N = 5 and coins we have [3, 1, 4].

So here we have 3 possible ways.

Now, let us try to arrage the coins to get the desired value.

So, what we can observe out of it is:

  • The current state of dp, i.e. dp[i] is to select the number of ways to get the sum equal to i by selecting coins from L to R in the array.

Warning

Please take some time to think about the solution approach on your own before reading further.....

Solution: Un-ordered Selection of Coin

How we can solve it:

  • Initialize an array dp with all values set to 0. This array will be used to store the number of ways to make change for each possible sum from 0 to N.
  • Set the initial value of dp[0] to 1. This step indicates that there is one way to make change for an amount of 0, which is by not using any coins.
  • Iterate through the different coin denominations represented by the array A. This loop will consider each coin one by one.
  • For each coin denomination A[j], iterate through the possible sums from 1 to N. This loop will consider each sum value from 1 to N and calculate the number of ways to make change for that sum.
  • Inside the inner loop, check if the current coin denomination A[j] is less than or equal to the current sum i. If it is, then it's possible to use this coin to make change for the current sum.
  • If the condition is met, update the dp array for the current sum i by adding the number of ways to make change for the remaining amount (i - A[j]). This is where dynamic programming comes into play, as you are building up the solutions for larger sums based on the solutions for smaller sums.
  • After both loops complete, the dp[N] value will represent the number of ways to make change for the desired amount N using the given coin denominations.
  • Finally, return the value stored in dp[N].

Pseudocode

for all values of i: dp[i] = 0
dp[0] = 1

for (j = 0 to(A.length - 1)) // coins
{
    for (i = 1 to N) // sum
    {
        if (A[j] <= i) {
            dp[i] += dp[i - A[j]]
        }
    }
}

return dp[N]

Time and Space Complexity

  • Time Complexity: \(O(N * (length~ of~ the~ array))\).
  • Space Complexity: O(N).

Problem 4 Extended 0-1 Knapsack Problem

We are given N toys with their happiness and weight. Find max total happiness that can be kept in a bag with the capacity W. Here, we cannot divide the toys.

The constraints are:

\(- 1 <= N <= 500\)
\(- 1 <= h[i] <= 50\)
\(- 1 <= wt[i] <= 10^9\)
\(- 1 <= W <= 10^9\)


Question

What is the MAX value we can get for these items i.e. (weight, value) pairs in 0-1 knapsack of capacity W = 8.
Items = [(3, 12), (6, 20), (5, 15), (2, 6), (4, 10)]

Chose the correct answer

Choices

  • 27
  • 28
  • 29
  • 30

Explanation

Simple 0-1 Knapsack, after trying all combinations 27 is the highest value we can have inside the knapsack.

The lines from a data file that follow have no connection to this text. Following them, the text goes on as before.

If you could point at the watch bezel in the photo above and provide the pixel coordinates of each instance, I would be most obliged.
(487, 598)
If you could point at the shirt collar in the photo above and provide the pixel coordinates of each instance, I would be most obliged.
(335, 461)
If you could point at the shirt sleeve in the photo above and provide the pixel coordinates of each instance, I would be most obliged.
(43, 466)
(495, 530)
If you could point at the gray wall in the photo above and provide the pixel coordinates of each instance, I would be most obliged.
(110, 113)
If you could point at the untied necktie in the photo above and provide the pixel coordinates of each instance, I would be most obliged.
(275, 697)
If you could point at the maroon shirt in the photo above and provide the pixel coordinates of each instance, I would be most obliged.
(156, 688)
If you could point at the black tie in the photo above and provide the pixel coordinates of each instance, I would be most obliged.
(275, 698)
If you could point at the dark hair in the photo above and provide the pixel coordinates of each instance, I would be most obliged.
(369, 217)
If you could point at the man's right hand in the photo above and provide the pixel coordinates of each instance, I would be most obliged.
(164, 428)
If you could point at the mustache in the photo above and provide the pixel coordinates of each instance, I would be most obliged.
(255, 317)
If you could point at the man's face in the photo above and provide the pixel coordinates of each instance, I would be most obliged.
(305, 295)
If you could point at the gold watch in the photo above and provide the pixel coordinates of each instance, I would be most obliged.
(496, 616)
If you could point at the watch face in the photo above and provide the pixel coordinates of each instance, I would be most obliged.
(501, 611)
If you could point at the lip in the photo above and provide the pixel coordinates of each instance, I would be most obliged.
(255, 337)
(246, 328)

Extended 0-1 Knapsack Problem Approach and Explanation

Approach and Calculations

The normal approach to solve this problem would involve using a recursive or iterative algorithm to consider all possible combinations of toys and select the one with the maximum happiness that doesn't exceed the weight limit. However, due to the constraints provided (N up to 500, wt[i] up to \(10^9\), W up to \(10^9\)), this approach would be extremely slow and inefficient.

By employing dynamic programming, we can optimize the solution significantly. The DP approach allows us to break down the problem into subproblems and store the results of these subproblems in a table to avoid redundant calculations. In this case, we can use a 2-D DP table where dp[i][w] represents the maximum happiness that can be achieved with the first i toys and a weight constraint of w.

DP offers a much faster solution, as it reduces the time complexity from exponential to polynomial time, making it suitable for large inputs like those in the given constraints. Therefore, opting for a DP approach is essential to meet the time and pace constraints of this problem.